Currently, the organisations that provide NILS receive no funding to administer it from the state government. To create jobs and expand the No Interest Loan Scheme to more Queenslanders, QCOSS is calling on all parties to commit to funding these organisations $3 million per annum on an ongoing basis.
Make renting fair
Implement reforms to the Residential Tenancies and Rooming Accommodation Act 2008 (Qld) in line with the Make Renting Fair Alliance Queensland campaign agenda.
This includes ending unfair no-fault evictions, implementing basic living standards, allowing family pets in rental homes, ensuring people have access to information that may affect their tenancies, and streamlining bond refund processes.
Raise the age of criminal responsibility to 14
Children belong in schools and playgrounds, not placed in handcuffs, held in watchhouses or locked in prisons away from their families, community and culture. Children aged 10 to 13 years old are going through significant growth and development, and treating them like criminals through early contact with the criminal justice system can lead to irreparable harm and long-term damage. Governments can change this by raising the minimum age of criminal responsibility to at least 14 years.
Support local economies by creating jobs
Build 30,000 social homes by 2025, including allowances for universal design for all new homes
There are more than 25,600 households on the social housing waitlist in Queensland, and more than 21,000 people experiencing homelessness across the state. A Queensland in which everyone has a safe, stable place to call home must be an explicit goal for any party wishing to lead the state.
To address the issue of housing insecurity and create thousands of jobs in the construction and community sectors, QCOSS is calling on all parties to commit to building 30,000 social homes by 2025.

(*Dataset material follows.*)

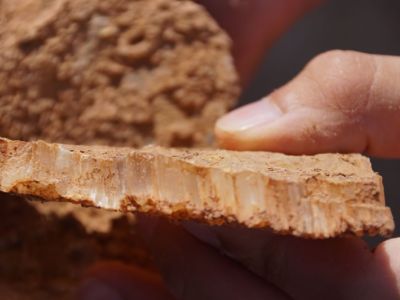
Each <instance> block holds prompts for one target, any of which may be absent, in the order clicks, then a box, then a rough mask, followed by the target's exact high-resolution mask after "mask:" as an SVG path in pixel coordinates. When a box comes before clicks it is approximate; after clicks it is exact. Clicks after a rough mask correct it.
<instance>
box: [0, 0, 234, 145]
mask: <svg viewBox="0 0 400 300" xmlns="http://www.w3.org/2000/svg"><path fill="white" fill-rule="evenodd" d="M0 25H1V26H0V103H1V106H0V136H4V137H8V138H12V139H20V140H30V139H38V138H40V139H45V140H48V141H52V142H64V143H72V144H105V145H110V144H111V145H113V146H117V145H118V146H121V145H123V146H134V147H136V146H142V145H144V144H149V143H157V144H159V145H165V146H167V145H169V146H186V147H191V146H204V145H209V144H210V143H211V142H212V130H213V125H214V121H215V120H216V119H217V118H218V117H219V116H221V115H222V114H224V113H225V112H226V111H227V110H228V109H229V108H230V107H231V106H232V105H233V104H234V101H235V100H236V98H237V96H238V93H239V89H238V85H237V75H236V72H235V70H234V66H233V61H232V58H231V55H230V40H229V38H228V37H227V35H226V34H225V33H224V32H223V31H222V30H221V29H220V28H219V27H218V25H217V24H216V23H215V22H214V20H212V18H211V17H210V16H209V15H208V14H207V13H206V12H205V10H204V9H203V8H201V7H200V6H198V5H197V4H195V3H192V2H191V1H184V0H146V1H144V0H80V1H77V0H54V1H47V0H20V1H14V0H2V1H0Z"/></svg>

Invest $215 million in energy efficiency upgrades and solar PV for social housing dwellings so that all Queenslanders can benefit from renewable technology and lower living costs
Social housing tenants are locked out of new, cheaper technologies that save households thousands of dollars a year on energy bills. Investing in energy efficiency upgrades and solar PV for social housing dwellings will create thousands of jobs during the COVID-19 crisis, ensure more money is invested in local economies and result in lower energy bills for low-income households.
$215 million must be invested to install energy efficiency upgrades and solar PV on social housing dwellings across Queensland. The proposal entails an initial investment of $100 million to deliver the scheme in the next year, with the rest of the program to be rolled out in three years.

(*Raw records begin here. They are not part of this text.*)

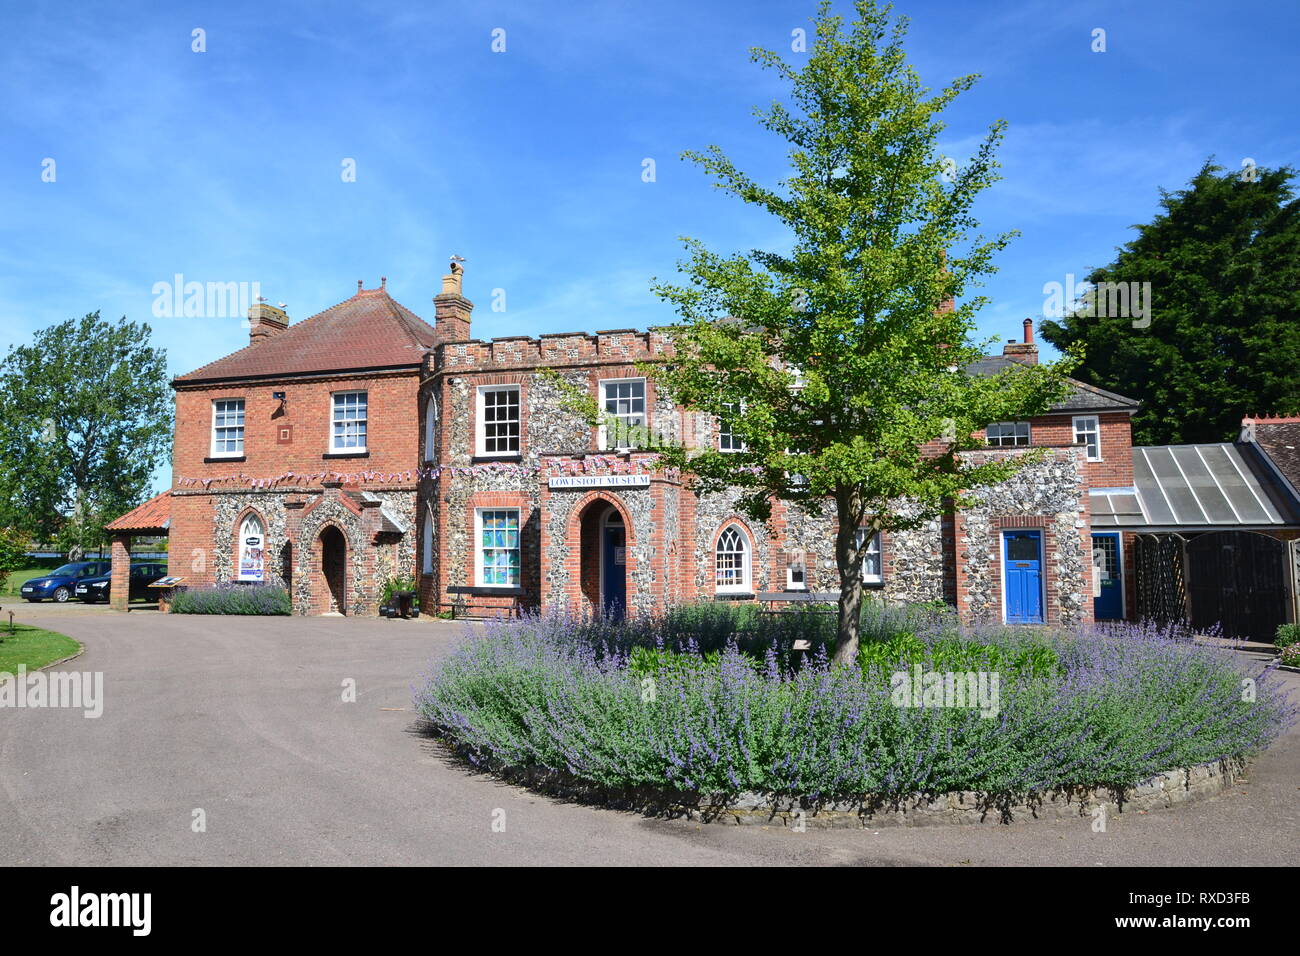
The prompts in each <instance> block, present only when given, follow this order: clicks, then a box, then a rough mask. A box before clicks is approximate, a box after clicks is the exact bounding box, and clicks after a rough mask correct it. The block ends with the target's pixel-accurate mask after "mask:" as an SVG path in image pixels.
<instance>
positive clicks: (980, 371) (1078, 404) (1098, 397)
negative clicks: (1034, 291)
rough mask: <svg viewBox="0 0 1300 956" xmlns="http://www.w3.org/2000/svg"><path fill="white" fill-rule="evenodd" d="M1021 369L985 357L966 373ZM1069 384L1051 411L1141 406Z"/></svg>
mask: <svg viewBox="0 0 1300 956" xmlns="http://www.w3.org/2000/svg"><path fill="white" fill-rule="evenodd" d="M1018 367H1023V363H1021V362H1017V360H1015V359H1009V358H1006V356H1005V355H985V356H984V358H983V359H979V360H978V362H972V363H971V364H969V365H967V367H966V371H967V372H970V373H972V375H997V373H998V372H1002V371H1005V369H1008V368H1018ZM1066 381H1069V382H1070V394H1069V395H1066V398H1065V401H1063V402H1058V403H1057V405H1053V406H1052V411H1056V412H1065V411H1136V410H1138V406H1139V405H1141V403H1140V402H1139V401H1138V399H1135V398H1126V397H1125V395H1117V394H1115V393H1114V392H1106V390H1105V389H1099V388H1097V386H1096V385H1088V382H1082V381H1079V380H1078V378H1066Z"/></svg>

Ensure the social services sector can provide support to those who need it
Address the over-representation of Aboriginal and Torres Strait Islander children in the child protection system
Aboriginal and Torres Strait Islander children in Queensland are 8.5 times more likely to be removed from their families by child protection services than non-Indigenous children. Adequate resourcing of the Family Matters Queensland campaign and the actions identified in the state government’s Our Way Strategy and Changing Tracks ACtion Plan will begin to address this issue. The aim of the Family Matters campaign is to eliminate the over-representation of Aboriginal and Torres Strait Islander children in Australia’s child protection systems by 2040.
Create a Community Sector Resilience Fund
The community sector has played a central role in the COVID-19 pandemic and will continue to do so as the state recovers. With high levels of poverty and unemployment, more Queenslanders will be turning to our services for support.

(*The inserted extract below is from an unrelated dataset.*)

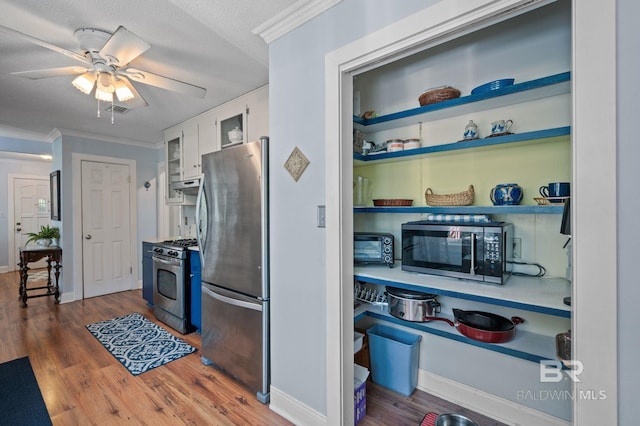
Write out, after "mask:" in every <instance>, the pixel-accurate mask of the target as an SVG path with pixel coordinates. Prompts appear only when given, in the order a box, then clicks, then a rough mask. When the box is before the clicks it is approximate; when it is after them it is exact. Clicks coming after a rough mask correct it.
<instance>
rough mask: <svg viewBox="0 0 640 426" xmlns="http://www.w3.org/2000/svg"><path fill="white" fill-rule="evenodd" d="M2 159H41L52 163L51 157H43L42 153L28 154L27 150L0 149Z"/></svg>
mask: <svg viewBox="0 0 640 426" xmlns="http://www.w3.org/2000/svg"><path fill="white" fill-rule="evenodd" d="M0 159H2V160H9V161H16V160H17V161H41V162H44V163H50V162H51V159H50V158H43V157H42V155H41V154H27V153H25V152H14V151H0Z"/></svg>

Services like community health, domestic and family violence prevention, community and neighbourhood centres, community housing, and disability support organisations, have had to overcome significant service delivery challenges during COVID-19, while also experiencing increases in demand. Even before the COVID-19 pandemic hit, the sector was under increased pressure, with 82 per cent of community organisations reporting higher than usual demand in 2019.
Increased funding for community organisations will create jobs and ensure there is an adequate safety net for the growing number of people who need support.